Rule 34(b)(4) requires that a petition in a deficiency action shall contain "clear and concise assignments of each and every error" that the taxpayer alleges the Commissioner committed in the determination of the deficiency and the additions to tax in dispute. Rule 34(b)(5) requires that the petition contain clear and concise lettered statements of the facts upon which the taxpayer bases the assignments of error. Funk v. Commissioner , 123 T.C. 213, 215 (2004); Jarvis v. Commissioner , 78 T.C. 646, 658 (1982). We deem the parties to concede any issue, including additions to tax, not raised in the pleadings. Rule 34(b)(4); Funk v. Commissioner , supra at 215; Jarvis v. Commissioner , supra at 658 n.19.
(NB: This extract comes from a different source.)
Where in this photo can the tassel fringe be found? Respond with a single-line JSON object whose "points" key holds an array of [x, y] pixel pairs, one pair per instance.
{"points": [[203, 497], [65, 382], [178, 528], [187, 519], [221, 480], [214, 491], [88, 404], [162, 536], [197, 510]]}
In his petition, petitioner did not contest any of the income items attributed to him in the notice of deficiency or contest the additions to tax, and he conceded in open Court that he received wages during 2000. Petitioner only contested the filing status used by respondent in the notice of deficiency to compute petitioner's Federal income tax liability for 2000 and the failure of respondent to allow any deductions for "Family or home/mortgage/property tax." 2 Petitioner has not raised any issue on which respondent has the burden of proof. See Rule 142(a); Welch v. Helvering , 290 U.S. 111, 115 (1933) (Commissioner's determinations in the notice of deficiency are presumed correct; taxpayer bears the burden of proving them wrong). 3 Although respondent concedes that he has the burden of proof with respect to the increased addition to tax under section 6651(a)(1), Rule 142, respondent has carried that burden of proof by introducing into evidence certified copies of Form 4340, Certificate of Assessments and Payments, with respect to petitioner's 2000 taxable year, establishing that petitioner did not file a timely Federal income tax return for 2000, and by petitioner's failure to contest in his petition the items of gross income that were reported on Forms W-2 and 1099 and enumerated in the notice of deficiency. We also conclude that, because petitioner is deemed to have conceded the issue of his liability for the additions to tax by his failure to contest that liability in his petition, respondent has no burden of production under section 7491(c) with respect to the additions to tax. See Funk v. Commissioner , supra; Swain v. Commissioner , 118 T.C. 358, 363-364 (2002).
2 ═ Respondent conceded during the pretrial conference that petitioner was entitled to an itemized deduction for mortgage interest of $11,413 in lieu of the standard deduction used in the notice of deficiency. We shall require respondent to submit a revised calculation of the income tax deficiency and additions to tax and a proposed decision consistent with respondent's concession.
3 ═ Because petitioner has not introduced any credible evidence with respect to any factual issue and has failed to cooperate with respondent's requests for information, documents, and meetings, the burden of proof does not shift to respondent. See sec. 7491(a).
To reflect the foregoing,
An appropriate order of dismissal and decision will be entered.